Of course, professional development support is a common presence in any compensation package. In practice, however, the onus for career development is usually placed on the individual. As a result, associations’ career development investments often do not align with their long-term leadership or workforce needs.

Training alone does not build leaders.

The majority of professional development provided by associations is external. Online training, conferences, and peer networks expand industry knowledge for staff, but are often elective and rarely connected to organizational needs and knowledge. What our members really need, if they want to retain their emerging professionals, are internal or embedded development opportunities that tie career advancement directly to organizational needs. But fewer than a third of participating associations reported offering shadowing, mentoring, or job-rotation programs.

Other significant barriers to preparing existing staff for advancement are structural — lack of time for additional training, insufficient budget for professional growth, and limited mid-level leadership roles available in the coming years. When advancement depends on individual persistence layered onto full workloads, factors like caregiving responsibilities, financial stability, and burnout tolerance shape who is able to persist. For professional development to be an equitable part of the organizational culture, it needs to be embedded in organizational systems.

Succession planning cannot only answer, “Who replaces a senior staff member?” It must also answer, “How do today’s staff become tomorrow’s leaders?”

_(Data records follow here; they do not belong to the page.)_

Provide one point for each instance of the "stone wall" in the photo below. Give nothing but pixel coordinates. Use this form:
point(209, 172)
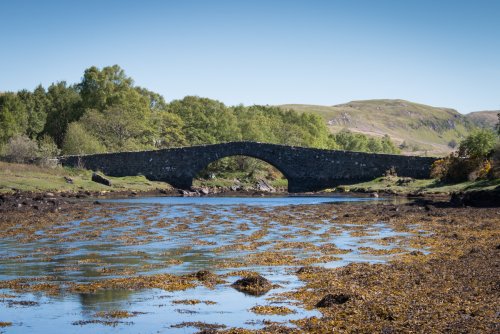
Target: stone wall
point(307, 169)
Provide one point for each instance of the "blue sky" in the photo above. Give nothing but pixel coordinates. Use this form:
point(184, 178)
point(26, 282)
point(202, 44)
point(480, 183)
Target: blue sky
point(442, 53)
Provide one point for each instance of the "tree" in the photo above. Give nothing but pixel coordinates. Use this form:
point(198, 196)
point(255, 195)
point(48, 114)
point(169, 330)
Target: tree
point(167, 130)
point(206, 121)
point(78, 141)
point(63, 108)
point(104, 88)
point(13, 117)
point(36, 103)
point(477, 145)
point(498, 124)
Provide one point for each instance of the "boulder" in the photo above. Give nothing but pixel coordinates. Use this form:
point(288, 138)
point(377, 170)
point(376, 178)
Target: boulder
point(255, 285)
point(101, 179)
point(264, 186)
point(329, 300)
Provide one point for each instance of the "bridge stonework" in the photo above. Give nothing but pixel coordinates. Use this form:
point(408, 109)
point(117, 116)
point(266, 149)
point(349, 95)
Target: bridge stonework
point(307, 169)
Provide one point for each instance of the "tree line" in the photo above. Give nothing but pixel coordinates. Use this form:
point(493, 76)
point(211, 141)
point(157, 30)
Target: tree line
point(106, 112)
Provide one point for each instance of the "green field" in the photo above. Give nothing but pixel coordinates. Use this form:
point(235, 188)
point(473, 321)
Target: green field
point(37, 179)
point(425, 130)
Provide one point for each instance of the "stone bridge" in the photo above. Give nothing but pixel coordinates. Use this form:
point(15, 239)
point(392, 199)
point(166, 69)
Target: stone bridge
point(307, 169)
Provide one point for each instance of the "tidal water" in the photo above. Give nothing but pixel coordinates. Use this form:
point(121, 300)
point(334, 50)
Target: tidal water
point(177, 235)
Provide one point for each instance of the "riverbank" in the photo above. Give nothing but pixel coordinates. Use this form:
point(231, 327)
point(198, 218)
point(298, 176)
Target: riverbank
point(28, 181)
point(442, 274)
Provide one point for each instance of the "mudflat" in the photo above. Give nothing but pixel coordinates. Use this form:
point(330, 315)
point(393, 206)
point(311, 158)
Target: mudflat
point(438, 272)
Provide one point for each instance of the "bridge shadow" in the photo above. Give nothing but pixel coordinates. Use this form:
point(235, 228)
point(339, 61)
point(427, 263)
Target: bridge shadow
point(241, 173)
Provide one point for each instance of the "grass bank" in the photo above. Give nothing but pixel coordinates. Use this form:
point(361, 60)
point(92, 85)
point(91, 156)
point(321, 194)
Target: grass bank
point(21, 177)
point(404, 186)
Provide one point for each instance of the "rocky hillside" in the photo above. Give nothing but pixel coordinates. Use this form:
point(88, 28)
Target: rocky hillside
point(484, 119)
point(418, 128)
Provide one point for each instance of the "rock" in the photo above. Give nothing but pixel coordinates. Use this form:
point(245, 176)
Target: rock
point(329, 300)
point(264, 186)
point(235, 188)
point(308, 270)
point(101, 179)
point(255, 285)
point(186, 193)
point(416, 253)
point(480, 198)
point(206, 277)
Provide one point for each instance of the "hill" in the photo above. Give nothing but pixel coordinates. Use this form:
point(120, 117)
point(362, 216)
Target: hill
point(484, 119)
point(419, 128)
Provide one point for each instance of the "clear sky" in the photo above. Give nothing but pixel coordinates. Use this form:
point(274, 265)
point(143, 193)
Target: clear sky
point(438, 52)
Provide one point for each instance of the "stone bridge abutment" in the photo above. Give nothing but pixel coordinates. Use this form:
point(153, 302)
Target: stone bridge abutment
point(307, 169)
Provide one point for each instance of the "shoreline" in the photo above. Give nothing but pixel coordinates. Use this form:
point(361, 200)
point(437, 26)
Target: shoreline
point(459, 268)
point(54, 201)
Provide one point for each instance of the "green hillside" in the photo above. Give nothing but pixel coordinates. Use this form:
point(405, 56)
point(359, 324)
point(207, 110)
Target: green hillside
point(422, 129)
point(484, 119)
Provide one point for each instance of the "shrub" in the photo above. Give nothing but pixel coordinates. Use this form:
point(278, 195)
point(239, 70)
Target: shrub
point(79, 141)
point(21, 149)
point(47, 150)
point(477, 145)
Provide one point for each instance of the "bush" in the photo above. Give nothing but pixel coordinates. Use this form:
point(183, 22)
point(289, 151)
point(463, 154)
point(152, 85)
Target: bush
point(477, 145)
point(495, 163)
point(47, 150)
point(78, 141)
point(21, 149)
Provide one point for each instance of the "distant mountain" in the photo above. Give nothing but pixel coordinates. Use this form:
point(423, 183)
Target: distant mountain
point(419, 128)
point(484, 119)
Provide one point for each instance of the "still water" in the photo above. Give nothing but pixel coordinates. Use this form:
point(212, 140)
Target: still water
point(178, 235)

Prepare today's staff to lead tomorrow.

Addressing this gap requires aligning succession planning with real career pathways. Drawing on lessons from sectors with more established leadership pipelines, several strategies stand out:

  • Map internal career progression from entry-level to executive roles.

  • Define readiness criteria and core competencies for each step in the progression.

  • Create transparent advancement benchmarks and promotion processes.

  • Integrate embedded development (shadowing, stretch roles, interim leadership position) into organizational culture.

These shifts also require tangible investment. As an emerging professional in this field, I regularly speak with peers navigating similar career paths. When we talk about what would make it possible to stay, grow, and step into leadership roles, the same needs consistently surface:

  • Protect staff time for professional development.

  • Budget allocations for internal talent cultivation.

  • Align compensation with expanded responsibility and leadership scope.

  • Formalize mentorship structures with clear expectations and outcomes.

The 2025 Annual Snapshot sends a clear signal: leadership transition is underway. The question is not whether change is coming, but whether systems are in place to ensure continuity of people — not just positions. 

This year, the Alliance will continue exploring these questions through research and peer learning across our network. If we expect the next generation to carry this field forward, we must build systems that make staying possible and leadership attainable.